Itzel’s eyes jump around the room as she remembers herself alongside Pervaiz. She saw something in her, and that made her see something in herself.
(Left) Image taken from “Take Back The Night” article printed in Eugene Register Guard. (Right) Itzel marches through Downtown Eugene leading chants during 2018 Take Back the Night.
It was there in college that she began to delve into the truths that come with growing up: reality. She began to notice and understand even more the unjust path that POC walk; understand the prejudices her mother faced.
Her senior year in college she found her sweet spot: Feeling, Learning and Sharing all while using her Voice. The things that limited her as a child were now being brought to fruition. It was then that she began the transformation.
I could see her eyes widen and start to get brighter and brighter. She talked about her college days and the new information that filled her brain, which changed her heart and perspective on not only her people, but herself.

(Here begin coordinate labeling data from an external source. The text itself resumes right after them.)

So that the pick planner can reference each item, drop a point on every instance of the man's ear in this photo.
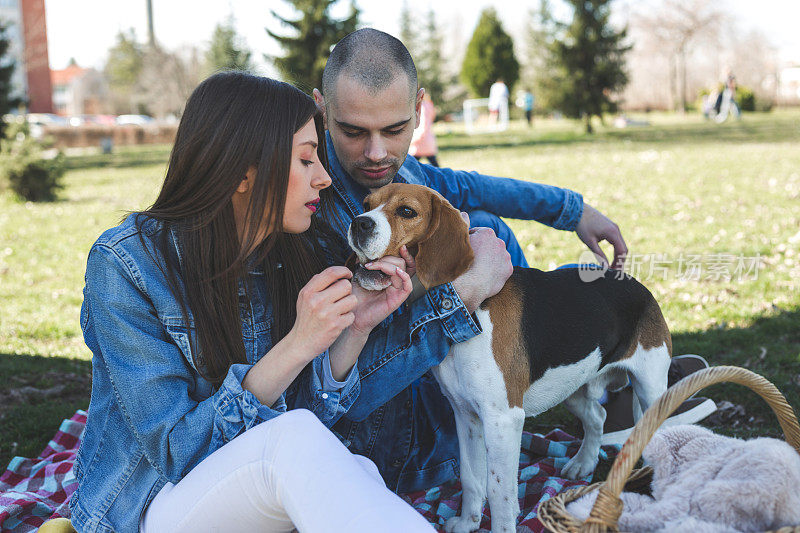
(418, 105)
(320, 101)
(446, 253)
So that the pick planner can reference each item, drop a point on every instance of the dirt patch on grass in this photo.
(47, 387)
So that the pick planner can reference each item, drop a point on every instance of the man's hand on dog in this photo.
(594, 227)
(489, 271)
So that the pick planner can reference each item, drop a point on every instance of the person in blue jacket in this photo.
(223, 348)
(371, 100)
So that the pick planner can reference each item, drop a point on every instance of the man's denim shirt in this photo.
(136, 441)
(401, 420)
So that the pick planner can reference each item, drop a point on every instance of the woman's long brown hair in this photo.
(233, 121)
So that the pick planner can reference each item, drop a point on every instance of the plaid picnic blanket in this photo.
(540, 462)
(35, 490)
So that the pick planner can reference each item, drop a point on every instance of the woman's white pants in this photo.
(289, 472)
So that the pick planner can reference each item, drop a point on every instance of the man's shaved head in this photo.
(372, 58)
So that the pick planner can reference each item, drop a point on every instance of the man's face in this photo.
(371, 131)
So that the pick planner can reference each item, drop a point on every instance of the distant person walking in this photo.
(423, 142)
(727, 102)
(498, 99)
(525, 101)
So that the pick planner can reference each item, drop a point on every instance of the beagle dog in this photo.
(548, 337)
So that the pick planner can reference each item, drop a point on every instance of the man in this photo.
(371, 103)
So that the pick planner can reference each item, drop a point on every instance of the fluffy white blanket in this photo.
(708, 483)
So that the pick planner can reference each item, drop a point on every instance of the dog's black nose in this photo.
(363, 225)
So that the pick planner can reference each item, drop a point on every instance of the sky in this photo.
(86, 29)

And so she spread open her big beautiful monarch wings and acceptance came in the form of challenges and growth.
“All the lies I was told about myself made me grow and believe my truths.”

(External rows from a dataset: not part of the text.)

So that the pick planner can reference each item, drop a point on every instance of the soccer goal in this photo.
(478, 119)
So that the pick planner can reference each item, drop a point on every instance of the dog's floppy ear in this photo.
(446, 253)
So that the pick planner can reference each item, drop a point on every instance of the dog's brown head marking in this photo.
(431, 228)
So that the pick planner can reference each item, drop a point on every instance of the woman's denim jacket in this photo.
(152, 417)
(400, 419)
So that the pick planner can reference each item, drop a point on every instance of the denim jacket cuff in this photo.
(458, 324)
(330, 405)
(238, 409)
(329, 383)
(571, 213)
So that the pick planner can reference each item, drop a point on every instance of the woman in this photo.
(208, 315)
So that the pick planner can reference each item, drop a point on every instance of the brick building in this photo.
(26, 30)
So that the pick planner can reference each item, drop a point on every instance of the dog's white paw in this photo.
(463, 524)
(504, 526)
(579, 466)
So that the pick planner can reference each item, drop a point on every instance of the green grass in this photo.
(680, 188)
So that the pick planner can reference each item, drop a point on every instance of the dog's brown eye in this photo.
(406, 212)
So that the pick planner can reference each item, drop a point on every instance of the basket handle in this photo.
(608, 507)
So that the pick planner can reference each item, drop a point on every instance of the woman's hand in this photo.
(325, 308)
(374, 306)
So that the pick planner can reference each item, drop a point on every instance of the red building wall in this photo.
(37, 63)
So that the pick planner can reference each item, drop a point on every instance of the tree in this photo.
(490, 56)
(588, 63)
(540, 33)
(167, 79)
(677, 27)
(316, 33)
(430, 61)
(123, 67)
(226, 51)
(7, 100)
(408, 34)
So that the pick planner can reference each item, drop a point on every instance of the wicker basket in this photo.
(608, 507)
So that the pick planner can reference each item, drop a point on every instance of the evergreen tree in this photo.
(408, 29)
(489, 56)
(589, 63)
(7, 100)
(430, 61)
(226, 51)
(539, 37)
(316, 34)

A negative childhood bore the outcome of the exact opposite. A woman who embodies the word POSITIVE to the core. Why? How can someone who endured trauma, cultural identity confusion, and emotional abuse be the exact opposite?
“Nobody ever asked me how I was doing. I was a kid and nobody ever asked. Everything that I was told about myself, the four lies: worthless, white-washed, over-emotional, and unwanted. Because I believed those things, I learned that I was Latina, resilient, compassionate, and a survivor.” Those last four words are what guided our sweet, bright, passionate light to Adelante.
Today, Itzel is a Youth Facilitator in the Adelante Mujeres Chicas Youth Development Program, where she is on a mission to empower Latina youth in Oregon.
“So why youth, and why Adelante?” I asked her.
“We forget the kids… they’re my why. I didn’t have anyone, and I want to be there for them.”
She wishes to create a space for the girls in Chicas to just be girls, and if they feel like sharing their stories or trouble, or joys, they are able to do so and she will listen and validate them and their emotions.
“I want girls to be able to come into session and unload. There’s something that brings them back, a connection that is special in this program. I want them to be comfortable with themselves earlier on in life rather than later, and I want to be that person that is like their older sister. A positive Latina role model.”
I sit here across from the most beautiful monarch butterfly whose taken a long time to migrate into who she is today. But her colors are radiant, and her voice is one to reckon with. She’s a fighter and she does it all with love. For all of you out there reading, this piece is for you. It’s for your sister, it’s for your daughter, it is for all of the Itzels out there.
Carmen Walsh is a Chicas Youth Development Advocate at Adelante Mujeres. She has been writing short stories and poems almost all her life. She finds that putting words down on paper is therapeutic and crucial for us to connect as humans. Paired with coffee, nothing else could be better.